No papel, era o último lugar. Mas no coração de Hunt, era o auge.
"Sim, é um momento especial", disse Hunt depois. "Foi nada além de prazer estar lá em cima hoje. Todo o trabalho duro que fizemos valeu a pena estar aqui hoje na forma da minha vida."
Em Paris, Hunt foi o primeiro mergulhador desde 1912 a fazer sua estreia olímpica aos 40 anos. (O último foi Erik Tjader, da Suécia, nos Jogos de Estocolmo, há 112 anos.) Mas Hunt não foi o mergulhador mais velho a competir nos Jogos. O seis vezes atleta olímpico japonês Ken Terauchi também tinha 40 anos quando competiu nas últimas Olimpíadas, em Tóquio, no trampolim de 3 metros.

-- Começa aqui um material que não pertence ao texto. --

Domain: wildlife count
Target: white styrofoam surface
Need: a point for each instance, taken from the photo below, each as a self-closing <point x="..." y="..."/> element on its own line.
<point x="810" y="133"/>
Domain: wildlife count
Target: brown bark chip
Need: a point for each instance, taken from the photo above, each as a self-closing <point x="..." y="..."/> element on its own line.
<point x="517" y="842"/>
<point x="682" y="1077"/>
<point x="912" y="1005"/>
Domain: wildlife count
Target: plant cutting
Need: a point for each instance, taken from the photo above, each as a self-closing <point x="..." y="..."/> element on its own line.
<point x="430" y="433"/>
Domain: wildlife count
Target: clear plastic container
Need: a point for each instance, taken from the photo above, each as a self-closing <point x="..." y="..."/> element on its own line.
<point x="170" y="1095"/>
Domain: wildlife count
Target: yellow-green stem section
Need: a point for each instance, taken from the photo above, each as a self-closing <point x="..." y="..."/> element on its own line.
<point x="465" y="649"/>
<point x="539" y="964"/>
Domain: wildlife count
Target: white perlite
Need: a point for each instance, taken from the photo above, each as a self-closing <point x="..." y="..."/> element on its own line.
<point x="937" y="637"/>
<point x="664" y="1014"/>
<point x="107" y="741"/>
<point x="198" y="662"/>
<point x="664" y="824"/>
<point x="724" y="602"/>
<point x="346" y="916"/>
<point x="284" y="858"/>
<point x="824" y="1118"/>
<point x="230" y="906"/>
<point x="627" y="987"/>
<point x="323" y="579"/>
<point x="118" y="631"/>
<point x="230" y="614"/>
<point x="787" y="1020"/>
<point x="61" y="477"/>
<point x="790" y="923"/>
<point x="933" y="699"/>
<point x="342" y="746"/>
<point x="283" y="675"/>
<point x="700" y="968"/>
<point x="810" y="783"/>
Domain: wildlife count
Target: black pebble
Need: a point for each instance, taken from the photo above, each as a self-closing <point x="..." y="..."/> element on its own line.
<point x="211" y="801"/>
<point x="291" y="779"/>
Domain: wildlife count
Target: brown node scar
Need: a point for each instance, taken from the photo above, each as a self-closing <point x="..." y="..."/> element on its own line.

O legado de Hunt, no entanto, será muito mais do que um ponto de curiosidades para futuros mestres de quiz.
Por décadas, Hunt foi — e continua sendo — uma lenda no mergulho em altura. Então foi uma surpresa quando ele apareceu no Campeonato Mundial de Esportes Aquáticos de 2022 na piscina coberta para competir no evento misto sincronizado não olímpico. Ele precisava pousar de cabeça em uma plataforma de 10 metros em vez de pousar de pés em 27 metros. E quando ele voltou para a competição no estilo olímpico, ele não fazia um mergulho de cabeça há 10 anos. Como se isso não fosse um desafio suficiente, em 2017, ele encontrou "as curvas" — o mesmo problema que fez com que a ginasta americana Simone Biles desistisse da final geral nas Olimpíadas de Tóquio.
"Ah, ainda é um problema", disse Hunt na segunda-feira, referindo-se às curvas. "Ainda tenho muitos mergulhos que não consigo fazer por causa do problema de torção. Acabei de encontrar as áreas que são frágeis e as evito.”
As curvas de Hunt, de fato, influenciaram a lista de mergulhos olímpicos da dupla.
“Originalmente, planejamos ter uma série diferente de mergulhos com curvas”, disse Hunt, mas “não funcionou, então tivemos que nos adaptar desde o início, quando começamos a planejar nossos mergulhos. A ideia era fazer um mergulho com curvas, mas continuou dando errado para mim, então tivemos que mudar.”
A falta de curvas também impediu que a dupla francesa tivesse um nível de dificuldade ultracompetitivo em sua lista de mergulhos. Seu mergulho mais difícil, um back 3½, carregava apenas um DD de 3,3, enquanto as outras equipes estavam lançando DDs de 3,6 e 3,7.
De qualquer forma, Hunt estava feliz participando de tudo o que podia em Paris – desde andar com a equipe francesa em um barco no Sena durante a Cerimônia de Abertura de sexta-feira à noite, até ficar na Vila Olímpica e fazer amizade com outros atletas.
“Sou um grande fã de tênis de mesa, então tenho fotos com o brasileiro [duas vezes olímpico] Hugo Calderano, os irmãos Lebrun [da França, Felix e Alexis]”, disse Hunt. “Você conhece pessoas legais nas Olimpíadas!”
Hunt planeja ficar em Paris até que a pira se apague em 12 de agosto. E quando ele for embora, será o fim de sua carreira de mergulho indoor – assim como de seu parceiro.
“Eu também não vou ficar”, disse Szymczak. “É o fim – não do mergulho – mas da competição.”
No geral, “parece um presente”, disse Hunt sobre sua experiência olímpica. “As estrelas se alinharam para que as Olimpíadas fossem a Paris, mas, ao mesmo tempo, vi muitos dos meus companheiros de equipe pararem de mergulhar. E continuei. O trabalho valeu a pena. Minha paixão pelo mergulho me trouxe até aqui.”